When his stint as military budget officer ended in 2002, Rabusa said he had five boxes of documents burned to cover up fund misuse and keep the image of Armed Forces chiefs of staff squeaky clean.
Copies of burned papers
By a stroke of luck, Rabusa managed to keep copies of the burned documents somewhere else, which he is now presenting in the Senate and the Department of Justice to back his expose on corruption in the Armed Forces.
The documents, including fund receipts, will stand in court and will be sufficient to convict military officials, he said.
"I was the one who suggested to my boss, [Maj.] General [Jacinto] Ligot, to burn all these things. We might get into trouble. After that, we informed Secretary Reyes that everything had been fixed (naayos na lahat)," he said on the phone.
Two weeks of burning
It took two weeks "to burn everything," he said.
Estrada, who had been approached by Rabusa's lawyer on his testimony, confirmed this account to reporters.
"He had one box of documents left. But he had burned many," he told reporters. "I think he has a lot of goods left. He has a lot of ammunition left. Maybe against Secretary Reyes or the other generals concerned."
Rabusa later found out that he had kept "thousands of copies" of the burned documents, including "fund receipts" in connection with the military's use of the PCDA funds.
"These are simple receipts signed by this and that. I will be naming names of the signatories, and some of the beneficiaries of the PCDA controlled by the chief of staff," he said.
Drag down Garcia, Ligot
These pieces of evidence would "further drag down" Garcia and Ligot, both facing charges in court, Rabusa said.

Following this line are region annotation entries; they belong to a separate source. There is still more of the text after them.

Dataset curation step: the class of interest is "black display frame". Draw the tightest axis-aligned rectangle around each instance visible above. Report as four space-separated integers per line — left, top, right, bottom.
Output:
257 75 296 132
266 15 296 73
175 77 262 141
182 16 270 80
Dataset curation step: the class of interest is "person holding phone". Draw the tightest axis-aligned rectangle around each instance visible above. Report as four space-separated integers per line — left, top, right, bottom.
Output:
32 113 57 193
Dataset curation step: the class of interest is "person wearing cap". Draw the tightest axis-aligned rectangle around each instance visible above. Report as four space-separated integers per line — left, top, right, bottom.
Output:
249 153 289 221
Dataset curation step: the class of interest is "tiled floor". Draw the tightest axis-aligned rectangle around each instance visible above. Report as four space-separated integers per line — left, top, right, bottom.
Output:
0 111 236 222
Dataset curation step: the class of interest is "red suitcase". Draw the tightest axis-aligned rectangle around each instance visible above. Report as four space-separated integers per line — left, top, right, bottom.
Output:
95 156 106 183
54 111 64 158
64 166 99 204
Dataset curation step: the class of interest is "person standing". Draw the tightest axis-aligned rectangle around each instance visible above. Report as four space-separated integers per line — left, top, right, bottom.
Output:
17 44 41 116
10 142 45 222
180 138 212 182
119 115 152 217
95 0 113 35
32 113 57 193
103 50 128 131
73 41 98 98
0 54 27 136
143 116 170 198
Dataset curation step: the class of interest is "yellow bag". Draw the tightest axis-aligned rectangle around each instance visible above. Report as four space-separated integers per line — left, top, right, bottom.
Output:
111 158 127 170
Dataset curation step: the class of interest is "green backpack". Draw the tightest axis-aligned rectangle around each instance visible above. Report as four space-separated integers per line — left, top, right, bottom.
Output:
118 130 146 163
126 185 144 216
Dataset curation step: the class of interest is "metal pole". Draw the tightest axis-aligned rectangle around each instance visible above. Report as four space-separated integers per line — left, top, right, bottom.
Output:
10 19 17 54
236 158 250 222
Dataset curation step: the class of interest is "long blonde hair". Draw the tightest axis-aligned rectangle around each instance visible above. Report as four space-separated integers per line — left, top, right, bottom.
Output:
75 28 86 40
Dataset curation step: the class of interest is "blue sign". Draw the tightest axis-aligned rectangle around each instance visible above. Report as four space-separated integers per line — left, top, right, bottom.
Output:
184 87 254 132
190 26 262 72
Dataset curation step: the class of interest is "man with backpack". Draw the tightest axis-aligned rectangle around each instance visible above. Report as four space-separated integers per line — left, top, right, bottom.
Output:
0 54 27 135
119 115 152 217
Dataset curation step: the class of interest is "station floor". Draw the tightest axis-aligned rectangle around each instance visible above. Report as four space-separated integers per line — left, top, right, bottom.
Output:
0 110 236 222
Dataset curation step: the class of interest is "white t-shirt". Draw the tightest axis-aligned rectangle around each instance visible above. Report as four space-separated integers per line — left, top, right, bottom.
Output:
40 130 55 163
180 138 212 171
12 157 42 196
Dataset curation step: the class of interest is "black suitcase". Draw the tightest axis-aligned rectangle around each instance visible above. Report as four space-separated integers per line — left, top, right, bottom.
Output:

"Maybe," he replied when asked if this would pin down Reyes, Villanueva and Cimatu. "Let's just wait for the hearing."
Rabusa said the documentary evidence would stand in court and be sufficient to convict officials. He, however, said he had no knowledge if then President Gloria Macapagal-Arroyo was aware of this standard practice of payoffs to the top brass.
Rabusa's then subordinate, Col. Antonio "Sonny" Lim, could corroborate his testimony on the delivery of the dollar equivalent of P50 million to Reyes at the defense department's White House, according to Estrada.
"While seated at the roundtable, Reyes asked his guests what kind of future awaits him after his retirement. Rabusa, Lim, [Ligot], answered him, 'Perhaps, you'd become SND (Secretary of National Defense).' That's what he got after he retired," Estrada said. "That was what Colonel Rabusa narrated to me."
After the meeting, Reyes handed envelopes to Ligot and Rabusa, according to Estrada, who disclosed that the envelope for Rabusa contained $10,000.
Estrada said he would also request the blue ribbon committee to invite Lim to the next hearing.
Meeting with Reyes
Rabusa said he went to the house of Reyes in Taguig City on Jan. 22 to brief him on the "budget cycle" for the then upcoming blue ribbon committee hearing. After hours of briefing that lasted into the night, Rabusa said Reyes later handed him P10,000.
At the time, Reyes had no inkling Rabusa would also appear at the same inquiry.
Through their common lawyer, Rabusa said he had been asked to help Estrada formulate questions for Reyes at Thursday's hearing.
Both Estrada and Rabusa shrugged off the complaint filed by Reyes in the Ombudsman, saying he had the right to do this and that they would answer this at the proper time.
Estrada gave reporters a glimpse of his statement at the committee hearing on Jan. 27 when he disclosed that he had documents showing that Reyes' wife Teresita and Ligot's wife Erlinda made travels abroad using military funds.